Researchers analyzed responses from 4,171 randomly selected families, who answered questions when their child was 6 months, 12 months and 4.5 years of age.

The study examined children who had had three or more episodes of wheezing in the last year, including those who did and did not use asthma medication (inhaled corticosteroid), comparing them with children who did not wheeze. The wheezy sample was further broken down into children who only developed episodic viral wheeze when they had colds and multiple trigger wheeze, where children also wheezed when they didn’t have a cold, reacting to factors such as allergens, tobacco smoke or exercise.

The researchers found that one in five of the children had at least one episode of wheezing and one in 20 had recurrent wheeze (three or more episodes) over the last year. Of these, three-quarters had used asthma medication and just over half reported doctor-diagnosed asthma. More than half of the children with recurrent wheeze had episodic viral wheeze (57%) and 43% had multiple-trigger wheeze.

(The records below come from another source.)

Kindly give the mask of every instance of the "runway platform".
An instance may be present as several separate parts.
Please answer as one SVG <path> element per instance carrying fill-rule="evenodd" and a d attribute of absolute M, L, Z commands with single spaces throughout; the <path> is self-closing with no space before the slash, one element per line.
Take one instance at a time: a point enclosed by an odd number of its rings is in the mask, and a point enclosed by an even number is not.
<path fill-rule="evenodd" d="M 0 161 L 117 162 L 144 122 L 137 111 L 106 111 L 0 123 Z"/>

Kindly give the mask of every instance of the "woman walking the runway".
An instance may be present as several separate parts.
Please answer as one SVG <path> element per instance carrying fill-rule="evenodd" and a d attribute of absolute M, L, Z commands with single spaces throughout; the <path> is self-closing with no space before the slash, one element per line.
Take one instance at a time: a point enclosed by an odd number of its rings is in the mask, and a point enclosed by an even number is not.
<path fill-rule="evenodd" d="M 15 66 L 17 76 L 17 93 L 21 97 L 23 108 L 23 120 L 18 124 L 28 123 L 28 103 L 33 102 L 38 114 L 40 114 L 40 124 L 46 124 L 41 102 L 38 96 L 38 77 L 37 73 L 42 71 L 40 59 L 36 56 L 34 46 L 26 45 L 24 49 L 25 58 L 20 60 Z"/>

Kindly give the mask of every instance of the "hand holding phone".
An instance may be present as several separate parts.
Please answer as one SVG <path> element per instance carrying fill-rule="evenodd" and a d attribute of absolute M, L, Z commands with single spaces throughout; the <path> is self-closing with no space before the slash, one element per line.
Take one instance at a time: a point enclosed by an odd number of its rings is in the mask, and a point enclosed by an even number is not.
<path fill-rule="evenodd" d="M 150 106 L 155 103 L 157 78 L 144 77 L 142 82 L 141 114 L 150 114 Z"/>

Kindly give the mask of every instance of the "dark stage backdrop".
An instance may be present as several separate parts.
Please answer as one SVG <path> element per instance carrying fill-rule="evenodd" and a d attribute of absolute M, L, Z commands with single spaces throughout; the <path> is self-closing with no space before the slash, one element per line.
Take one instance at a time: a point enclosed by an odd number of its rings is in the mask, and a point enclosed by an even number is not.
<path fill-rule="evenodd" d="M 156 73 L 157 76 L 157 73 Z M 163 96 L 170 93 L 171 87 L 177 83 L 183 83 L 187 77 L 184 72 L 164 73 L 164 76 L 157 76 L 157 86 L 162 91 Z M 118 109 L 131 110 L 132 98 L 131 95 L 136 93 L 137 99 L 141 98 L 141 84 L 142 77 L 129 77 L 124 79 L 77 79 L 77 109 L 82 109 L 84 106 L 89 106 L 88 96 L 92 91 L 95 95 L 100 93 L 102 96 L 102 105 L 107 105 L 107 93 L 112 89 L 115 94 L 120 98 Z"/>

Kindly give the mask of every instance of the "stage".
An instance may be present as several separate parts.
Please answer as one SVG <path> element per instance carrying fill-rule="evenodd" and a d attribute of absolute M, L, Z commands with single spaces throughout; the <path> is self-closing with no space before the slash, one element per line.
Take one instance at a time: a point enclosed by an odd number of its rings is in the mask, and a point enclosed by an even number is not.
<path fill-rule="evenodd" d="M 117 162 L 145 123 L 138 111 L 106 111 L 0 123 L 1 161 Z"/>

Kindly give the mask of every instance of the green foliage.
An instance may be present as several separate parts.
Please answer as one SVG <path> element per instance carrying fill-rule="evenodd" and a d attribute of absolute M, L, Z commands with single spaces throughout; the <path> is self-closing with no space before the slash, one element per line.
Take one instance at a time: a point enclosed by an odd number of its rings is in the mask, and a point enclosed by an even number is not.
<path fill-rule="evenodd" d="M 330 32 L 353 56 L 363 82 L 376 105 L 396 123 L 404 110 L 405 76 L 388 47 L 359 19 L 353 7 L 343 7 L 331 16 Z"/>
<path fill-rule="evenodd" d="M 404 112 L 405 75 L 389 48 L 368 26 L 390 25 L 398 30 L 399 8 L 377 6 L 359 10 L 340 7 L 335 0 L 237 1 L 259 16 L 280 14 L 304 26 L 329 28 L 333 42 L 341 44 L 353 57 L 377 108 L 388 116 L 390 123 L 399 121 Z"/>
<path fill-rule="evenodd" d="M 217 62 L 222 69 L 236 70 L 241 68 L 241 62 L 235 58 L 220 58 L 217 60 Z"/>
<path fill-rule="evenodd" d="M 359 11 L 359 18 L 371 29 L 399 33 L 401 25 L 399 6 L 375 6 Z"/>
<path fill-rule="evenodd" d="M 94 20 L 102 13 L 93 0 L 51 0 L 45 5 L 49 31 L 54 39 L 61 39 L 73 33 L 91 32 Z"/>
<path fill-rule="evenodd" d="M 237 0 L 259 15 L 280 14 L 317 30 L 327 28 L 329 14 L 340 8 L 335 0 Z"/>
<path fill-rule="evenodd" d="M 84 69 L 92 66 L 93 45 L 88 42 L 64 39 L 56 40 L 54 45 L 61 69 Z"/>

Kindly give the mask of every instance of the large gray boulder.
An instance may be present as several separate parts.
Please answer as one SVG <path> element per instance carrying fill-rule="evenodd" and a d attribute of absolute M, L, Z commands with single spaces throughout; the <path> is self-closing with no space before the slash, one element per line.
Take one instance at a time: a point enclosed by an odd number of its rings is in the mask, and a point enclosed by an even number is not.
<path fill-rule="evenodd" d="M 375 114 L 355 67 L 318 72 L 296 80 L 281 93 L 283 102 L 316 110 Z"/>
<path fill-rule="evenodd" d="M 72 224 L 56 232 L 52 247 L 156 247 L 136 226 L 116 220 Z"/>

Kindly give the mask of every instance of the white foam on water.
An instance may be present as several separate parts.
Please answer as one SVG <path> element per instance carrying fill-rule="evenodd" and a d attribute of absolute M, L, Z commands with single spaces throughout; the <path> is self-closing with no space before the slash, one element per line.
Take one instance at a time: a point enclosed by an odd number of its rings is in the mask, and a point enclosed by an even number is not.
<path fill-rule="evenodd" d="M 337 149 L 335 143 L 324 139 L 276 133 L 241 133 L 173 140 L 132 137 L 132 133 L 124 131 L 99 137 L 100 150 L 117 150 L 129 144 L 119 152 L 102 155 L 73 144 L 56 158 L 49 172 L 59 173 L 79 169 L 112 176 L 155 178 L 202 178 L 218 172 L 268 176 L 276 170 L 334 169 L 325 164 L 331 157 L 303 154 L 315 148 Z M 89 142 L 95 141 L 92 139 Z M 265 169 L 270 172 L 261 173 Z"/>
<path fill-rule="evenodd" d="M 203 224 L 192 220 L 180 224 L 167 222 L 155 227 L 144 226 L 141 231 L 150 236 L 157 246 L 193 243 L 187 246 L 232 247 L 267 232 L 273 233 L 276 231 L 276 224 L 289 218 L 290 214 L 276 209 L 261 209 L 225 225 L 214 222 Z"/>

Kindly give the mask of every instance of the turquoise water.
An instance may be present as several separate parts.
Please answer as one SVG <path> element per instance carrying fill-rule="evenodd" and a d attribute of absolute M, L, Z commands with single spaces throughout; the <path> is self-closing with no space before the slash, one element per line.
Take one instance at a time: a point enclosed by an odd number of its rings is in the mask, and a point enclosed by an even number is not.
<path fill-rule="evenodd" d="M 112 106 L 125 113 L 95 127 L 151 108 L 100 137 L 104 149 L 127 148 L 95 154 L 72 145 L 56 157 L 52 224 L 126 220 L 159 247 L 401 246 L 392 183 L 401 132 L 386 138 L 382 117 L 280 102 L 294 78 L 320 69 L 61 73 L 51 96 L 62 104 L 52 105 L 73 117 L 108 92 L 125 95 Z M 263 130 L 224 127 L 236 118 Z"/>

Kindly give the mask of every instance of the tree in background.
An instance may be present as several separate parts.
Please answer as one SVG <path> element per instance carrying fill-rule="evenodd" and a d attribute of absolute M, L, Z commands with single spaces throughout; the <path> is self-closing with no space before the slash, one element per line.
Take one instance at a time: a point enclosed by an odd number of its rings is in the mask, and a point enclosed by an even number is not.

Additionally, the findings showed that eating fish before the age of 9 months almost halved the likelihood of suffering recurrent wheeze at 4.5 years. The fish most commonly eaten was white fish, followed by salmon and flat fish. Previous studies reported that fish, which is thought to contain properties that reduce allergy risks, is beneficial in both eczema in infancy and allergic rhinitis at pre-school age. Other research has suggested a protective effect on the development of asthma.

The researchers also noted that being treated with broad-spectrum antibiotics in the first week was associated with double the risk of recurrent wheeze at 4.5 years. Just 3.6% of the children in the no wheeze group had received antibiotics, compared with 10.7% of those who had experienced three or more episodes. When this was broken down into subgroups, the risk was even higher in children with multiple-trigger wheeze, while the risk of episodic viral wheeze was not statistically increased.

The study further showed that less than a third of the mothers (28.4%) had taken some medication during pregnancy, 7.7% taking paracetamol; while 5.3% reported only taking paracetamol. The prevalence of prenatal paracetamol exposure in the wheeze group using asthma medication was 12.4% and taking paracetamol during pregnancy increased the risk by 60%. The effect was particularly noticeable in the multiple-trigger wheeze group, where it more than doubled the risk.

"The aim of this study was to determine the risk factors for pre-school wheeze, with particular reference to prenatal paracetamol use, early exposure to antibiotics, and fish consumption. A secondary aim was to analyze possible differences between multiple-trigger wheeze and episodic viral wheeze,” said Emma Goksor, lead author from Queen Silvia Children’s Hospital, University of Gothenburg, Sweden. "Our findings clearly show that while fish has a protective effect against developing pre-school wheeze, children who had antibiotics in the first week of life and whose mothers took paracetamol during pregnancy faced an increased risk, particularly of multiple-trigger wheeze."